Dua lokasi tersebut diijinkan karena telah sesuai dengan Peraturan Menteri Perhubungan Nomor PM 40 tahun 2018 tentang Penggunaan Balon Udara pada Kegiatan Budaya Masyarakat dan telah mengajukan perijinan pelaksanaan kegiatan.
Dirjen Perhubungan Udara, M. Kristi Endah Murni menyampaikan, tradisi tahunan masyarakat menerbangkan balon udara saat menyambut Hari Raya Idulfitri memang perlu ditertibkan karena balon yang diterbangkan secara liar sangat membahayakan aktifitas penerbangan terutama masalah keselamatan.
“Tiap tahunnya saat syawalan, kami selalu mendapatkan laporan dari para pilot yang terbang di jalur udara Jawa Tengah dan Jawa Timur bahwa mereka beberapa kali melihat balon udara melintas di ketinggian yang merupakan jalur lalu lintas pesawat, dan ini sangat membahayakan keselamatan penerbangan,” ujar Kristi pada Senin (1/4).
Menurutnya, masyarakat perlu membayangkan dan mengetahui jika balon udara yang terbang bebas sampai ketinggian jelajah pesawat sangat membahayakan.
Sebagaimana diatur dalam Pasal 411 Undang-Undang No. 1 tahun 2009 tentang Penerbangan, bagi siapa saja yang membahayakan keselamatan pesawat udara, penumpang dan barang, dan/atau penduduk atau merugikan harta benda milik orang lain maka akan dipidana penjara paling lama 2 (dua) tahun dan denda paling banyak Rp500.000.000.
Untuk itu perlu diberikan pemahaman yang massif kepada masyarakat oleh berbagai pihak, agar masyarakat sadar akan bahaya yang ditimbulkan jika menerbangkan balon udara secara liar.
“Penyelenggaraan festival balon udara yang ditambatkan ini menjadi salah satu solusi guna pelestarian tradisi budaya, serta memberikan edukasi dan contoh kepada masyarakat tentang bagaimana cara menerbangkan balon udara yang terkendali dan tidak membahayakan keselamatan penerbangan,” ungkapnya.

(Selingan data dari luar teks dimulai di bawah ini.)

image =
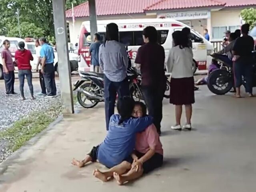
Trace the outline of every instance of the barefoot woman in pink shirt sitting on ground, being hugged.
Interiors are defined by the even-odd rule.
[[[144,103],[135,102],[133,110],[134,117],[141,118],[146,116],[146,112],[147,108]],[[128,165],[127,162],[122,162],[106,172],[95,170],[94,174],[97,174],[94,176],[102,181],[108,181],[109,177],[114,176],[117,183],[121,185],[126,181],[139,178],[142,176],[142,174],[149,173],[152,170],[162,166],[163,149],[154,124],[148,126],[145,131],[137,133],[135,151],[132,154],[132,158],[132,166]],[[86,156],[86,158],[81,162],[73,159],[72,164],[82,167],[85,166],[87,162],[91,162],[90,156]],[[124,170],[126,170],[129,166],[131,169],[126,174],[122,174],[122,172],[124,173]]]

Kristi menuturkan, Direktorat Jenderal Perhubungan Udara melalui Kantor Otoritas Bandar Udara Wilayah III Surabaya bekerja sama dengan AirNav Indonesia, pemerintah daerah dan pihak kepolisian akan terus melakukan sosialisasi PM 40 tahun 2018 dan himbauan agar masyarakat dalam melaksanakan tradisi tersebut berdasarkan ketentuan yang berlaku. Aturan ini juga dijadikan salah satu kriteria penilaian dalam festival ini.
Sesuai dengan Peraturan Menteri (PM) tersebut ada beberapa ketentuan yang harus dipatuhi, seperti:
1. Diameter balon maksimal 4 meter,
2. Tinggi balon maksimal 7 meter,
3. Ketinggian maksimal 150 meter dari permukaan tanah,
4. Memiliki minimal tiga tali tambatan,
5. Tidak dilengkapi peralatan dengan bahan mengandung api, mudah meledak/sejenis.
Dalam PM ini diatur pula untuk lokasi penyelenggaraan festival yakni berupa lahan tanpa halangan pepohonan, pemukiman, kabel listrik, maupun stasiun pengisian bahan bakar dan berjarak cukup jauh dari bandara.